GERMÁN FROTO Y MADARIAGA

La actividad diaria, nos obliga a ir postergando tareas y compromisos que adquirimos. Algunos son intrascendentes, pero otros son importantes y sin embargo no nos aplicamos a ellos.

Así, tenemos meses, Marco Antonio, Belarmino, Nicolás, Enrique y yo, tratando de reunir las historias que pretendemos formen parte del segundo libro colectivo, sobre "el despertar", que constituye el paso de la niñez a la adolescencia y la juventud.

No se trata de contar historias propias, como lo hicimos en el primer libro, sobre "el Torreón que vivimos", sino de recopilar anécdotas escuchadas o conocidas desde aquellos años en que despertábamos a la vida y nos asombrábamos de lo que íbamos descubriendo a nuestro alrededor.

No es entonces, una tarea difícil, pero nosotros la hemos hecho difícil, porque la cotidianeidad nos absorbe y no nos sentamos frente a la máquina para pergeñar las historias que seguramente ya seleccionamos.

Por eso y para impulsar aún más esta idea de un segundo libro, es que daré aquí un ejemplo de lo que pueden ser esas historias, ricas en recuerdos y enseñanzas.

Ojalá y estas líneas sirvan de aliento a mis compañeros y amigos, para que ese texto pueda quedar listo antes de que termine el presente año, aunque vea la luz hasta el próximo.

Narro ahora la siguiente historia, contada de primera mano por uno de sus protagonistas:

"Era aquella una pandilla de púberos, que recién iniciaba sus incursiones por el mundo y a cuyos integrantes los traía 'asoleados' un perro enorme y bravo, propiedad de unos vecinos del barrio donde vivían.

A casi todos, ese perro, los había mordido o desgarrado pantalones y camisas.

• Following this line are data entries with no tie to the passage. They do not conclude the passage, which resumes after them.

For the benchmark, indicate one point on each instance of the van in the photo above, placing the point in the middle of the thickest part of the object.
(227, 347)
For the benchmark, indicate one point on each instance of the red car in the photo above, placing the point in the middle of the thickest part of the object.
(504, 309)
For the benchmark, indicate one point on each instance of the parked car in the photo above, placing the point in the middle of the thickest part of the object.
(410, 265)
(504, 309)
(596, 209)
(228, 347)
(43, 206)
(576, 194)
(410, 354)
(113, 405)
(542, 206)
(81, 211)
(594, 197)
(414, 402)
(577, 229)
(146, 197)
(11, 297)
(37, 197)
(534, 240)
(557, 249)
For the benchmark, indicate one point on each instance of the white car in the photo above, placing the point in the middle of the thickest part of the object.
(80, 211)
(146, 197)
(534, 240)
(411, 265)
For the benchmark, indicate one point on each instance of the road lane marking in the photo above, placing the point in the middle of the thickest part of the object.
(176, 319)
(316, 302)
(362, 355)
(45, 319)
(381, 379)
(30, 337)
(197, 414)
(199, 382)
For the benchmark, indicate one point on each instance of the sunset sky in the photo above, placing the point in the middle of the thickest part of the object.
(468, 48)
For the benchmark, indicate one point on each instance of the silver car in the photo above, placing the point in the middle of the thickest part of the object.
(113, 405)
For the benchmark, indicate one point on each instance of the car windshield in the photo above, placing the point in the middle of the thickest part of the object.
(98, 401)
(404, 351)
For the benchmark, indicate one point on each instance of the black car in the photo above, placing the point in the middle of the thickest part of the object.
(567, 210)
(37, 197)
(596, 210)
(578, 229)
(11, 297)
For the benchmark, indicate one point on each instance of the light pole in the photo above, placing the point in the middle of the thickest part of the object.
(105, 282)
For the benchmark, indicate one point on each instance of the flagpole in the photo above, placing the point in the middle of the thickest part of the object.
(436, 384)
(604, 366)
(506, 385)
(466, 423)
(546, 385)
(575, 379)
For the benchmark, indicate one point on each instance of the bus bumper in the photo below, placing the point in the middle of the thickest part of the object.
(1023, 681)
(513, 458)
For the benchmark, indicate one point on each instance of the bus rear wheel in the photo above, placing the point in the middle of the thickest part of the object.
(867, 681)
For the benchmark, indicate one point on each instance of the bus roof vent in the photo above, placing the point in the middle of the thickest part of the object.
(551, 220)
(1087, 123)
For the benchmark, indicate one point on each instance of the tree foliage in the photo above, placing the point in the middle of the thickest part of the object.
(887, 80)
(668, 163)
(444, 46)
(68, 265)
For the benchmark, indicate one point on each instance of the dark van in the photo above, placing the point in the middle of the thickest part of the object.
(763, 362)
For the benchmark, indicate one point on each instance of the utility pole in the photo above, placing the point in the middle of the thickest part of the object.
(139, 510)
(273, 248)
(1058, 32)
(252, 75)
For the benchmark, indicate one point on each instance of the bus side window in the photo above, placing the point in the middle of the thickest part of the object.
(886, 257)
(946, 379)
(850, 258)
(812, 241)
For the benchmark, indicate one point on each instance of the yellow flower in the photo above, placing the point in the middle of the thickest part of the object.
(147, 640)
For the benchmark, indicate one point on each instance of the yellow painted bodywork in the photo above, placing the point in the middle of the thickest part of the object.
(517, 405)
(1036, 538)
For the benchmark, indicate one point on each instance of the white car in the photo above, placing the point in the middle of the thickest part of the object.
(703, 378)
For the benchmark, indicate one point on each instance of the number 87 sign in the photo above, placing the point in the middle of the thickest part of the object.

No respetaba a nadie ni distinguía entre niños y niñas.

Sus dueños no lo ponían en orden y frecuentemente lo soltaban para que anduviera libre por aquel barrio de Torreón Jardín.

Aquel grupo de chiquillos que apenas arañaban la adolescencia, tuvo la feliz ocurrencia de pedirle prestado su perro a otro vecino, amigo de algunos de ellos. Con el perro prestado, que era un bóxer de fiera apariencia, se proponían ellos cobrarle al otro todas las ofensas que les había hecho.

Un buen día, fueron a la casa del amigo y le dijeron:

--"Oye, César. Préstanos tu perro para cuchilearselo al Sansón" - que así se llamaba el afrentoso perro enemigo. "Ya nos tiene hartos y queremos que tu perro, el Sancho, le dé una paliza al Sansón".

- "Ta' bueno"- respondió el amigo: "Pero, no vayan a dejar que lo maltrate mucho".

Orgullosos y contentos, llevando amarrado a su correa, al Sancho, marcharon aquellos jovencitos que poco sabían de la vida, al encuentro del Sansón, seguros de que el Sancho le ganaría en un enfrentamiento con uñas y dientes.

Y en efecto, afuera de la casa vecina, hallaron al perrazo paseando tranquila y libremente por la calle.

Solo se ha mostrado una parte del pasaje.